My concern is that I obey the teachings and receive the promises that my hope is built on.
With this statement I will no [longer] participate in discussions based on the word of God or his son.
You can never exhaust his power, and I will not be part of this witch hunt.
Call on the one you serve and allow me to have peace with my master.
You will never have the last say, now or forever.
To which jeanne responded in Message No. 10639:
Brenda, I am very touched by your message. I have yet to read the messages and I don't understand the context, but I agree that there should be no "last word" on our beliefs. That is the ultimate understanding I would hope we could all reach through our illocutionary discourse.
We are human, and as humans have much in common. But we are each unique and our differences are a part of what makes us human.
The reason we need to speak of religion is not to decide who is right and who is wrong about issues or about beliefs. We speak of religion to understand how we come to believe what we do about morals and values, so that we can work out peaceful means to deal with those differences.
Religion, like politics and social issues, does much to shape our lives. It would be disastrous to leave it out of our governance discourse, but equally disastrous to use that governance discourse to tell another what to believe. If the Other's heart must be relieved of it's "hardening" (Paul's Letters to the Romans, I think), that is up to God, not to us.
And I liked your title for the message: humility. I think that would meet with Paul's definition of humility.
love and peace, jeanne
Aaron M. wrote in Message No. 10638:Now...I think that we've gotten off track here... we're getting into a debate about christianity and beliefs and followers. Im not sure if im wrong...but i dont think this is why we're on this site. I dont see how christianity and god's word has anythign to do with any criminal justice issues. If im wrong...can someone explain the correlation?
To which jeanne responded in Message No. 10645:
Aaron, you're absolutely right thatwe're getting into a debate about christianity and beliefs and followers. Im not sure if im wrong...but i dont think this is why we're on this site.
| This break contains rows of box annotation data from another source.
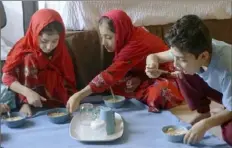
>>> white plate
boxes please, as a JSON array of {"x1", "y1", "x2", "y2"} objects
[{"x1": 69, "y1": 113, "x2": 124, "y2": 142}]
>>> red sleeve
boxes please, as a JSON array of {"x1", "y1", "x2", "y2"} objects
[
  {"x1": 89, "y1": 58, "x2": 139, "y2": 93},
  {"x1": 2, "y1": 70, "x2": 28, "y2": 103},
  {"x1": 2, "y1": 70, "x2": 17, "y2": 87}
]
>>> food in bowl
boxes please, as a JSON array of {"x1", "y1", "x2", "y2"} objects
[
  {"x1": 165, "y1": 127, "x2": 188, "y2": 136},
  {"x1": 5, "y1": 116, "x2": 23, "y2": 121},
  {"x1": 105, "y1": 98, "x2": 124, "y2": 103},
  {"x1": 48, "y1": 112, "x2": 67, "y2": 117}
]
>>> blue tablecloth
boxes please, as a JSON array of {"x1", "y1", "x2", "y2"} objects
[{"x1": 1, "y1": 100, "x2": 229, "y2": 148}]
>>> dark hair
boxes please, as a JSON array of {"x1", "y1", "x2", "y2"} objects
[
  {"x1": 40, "y1": 21, "x2": 64, "y2": 34},
  {"x1": 165, "y1": 15, "x2": 212, "y2": 58},
  {"x1": 98, "y1": 16, "x2": 115, "y2": 33}
]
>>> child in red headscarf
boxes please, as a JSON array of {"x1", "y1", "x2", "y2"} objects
[
  {"x1": 67, "y1": 10, "x2": 183, "y2": 112},
  {"x1": 2, "y1": 9, "x2": 76, "y2": 116}
]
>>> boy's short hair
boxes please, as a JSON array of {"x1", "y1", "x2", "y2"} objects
[{"x1": 165, "y1": 15, "x2": 212, "y2": 58}]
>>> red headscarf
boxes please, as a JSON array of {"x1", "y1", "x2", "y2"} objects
[
  {"x1": 3, "y1": 9, "x2": 75, "y2": 88},
  {"x1": 103, "y1": 10, "x2": 167, "y2": 60},
  {"x1": 90, "y1": 10, "x2": 168, "y2": 92}
]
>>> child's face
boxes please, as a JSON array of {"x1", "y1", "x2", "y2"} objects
[
  {"x1": 39, "y1": 32, "x2": 60, "y2": 54},
  {"x1": 99, "y1": 21, "x2": 115, "y2": 52},
  {"x1": 171, "y1": 47, "x2": 209, "y2": 75}
]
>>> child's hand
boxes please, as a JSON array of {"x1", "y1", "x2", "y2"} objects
[
  {"x1": 26, "y1": 90, "x2": 47, "y2": 107},
  {"x1": 0, "y1": 104, "x2": 10, "y2": 114},
  {"x1": 145, "y1": 54, "x2": 162, "y2": 78},
  {"x1": 66, "y1": 93, "x2": 82, "y2": 113},
  {"x1": 125, "y1": 77, "x2": 141, "y2": 93},
  {"x1": 171, "y1": 71, "x2": 183, "y2": 79},
  {"x1": 19, "y1": 104, "x2": 32, "y2": 117},
  {"x1": 184, "y1": 120, "x2": 208, "y2": 144}
]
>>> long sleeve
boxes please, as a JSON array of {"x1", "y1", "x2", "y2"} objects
[
  {"x1": 177, "y1": 74, "x2": 222, "y2": 113},
  {"x1": 89, "y1": 57, "x2": 141, "y2": 93}
]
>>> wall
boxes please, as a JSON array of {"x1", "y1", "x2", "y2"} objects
[{"x1": 1, "y1": 1, "x2": 24, "y2": 46}]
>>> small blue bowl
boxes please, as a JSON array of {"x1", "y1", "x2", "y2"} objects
[
  {"x1": 162, "y1": 125, "x2": 188, "y2": 143},
  {"x1": 3, "y1": 112, "x2": 27, "y2": 128},
  {"x1": 103, "y1": 96, "x2": 126, "y2": 108},
  {"x1": 47, "y1": 108, "x2": 71, "y2": 124}
]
That's not why we're here.
I do think religion has a great deal to do with criminal justice issues, because religion often dictates our values and morals with respect to our fellow humans. That would mean that we would make decisions on rehabilitation and retribution that would be influenced (NOT determined, but influenced) how our religion, if we embrace one (and we all do, if we think of secular civil rights as invested with religious beliefs and values), informs those issues.
This is why we need to discuss religion. But I agree wholeheartedly that we do not need to move into a debate about whose beliefs are valid or who shares them, etc.
love and peace, jeanne
jeanne's response: We need to identify sources OR to clearly state that we have no sources and are expressing feelings or our own beliefs. That is paramount to any fruitful discussion in which no one acts as controlling authority. Where do you get such sources? Try googling. On Greg's statement that Hitler was not Christian, I googled Hitler Christian atheist, from which I located the following:
- Adolf Hitler - Christian, Atheist, or Neither? The site Greg gave us and to which I referred in Message No.
- Was Hitler a Christian? I liked this site a little better, I think, because it was less oriented toward specific Christian proselytizing. It gives some interesting information. Picture of an SS belt that says "Gott mit uns" - God with Us.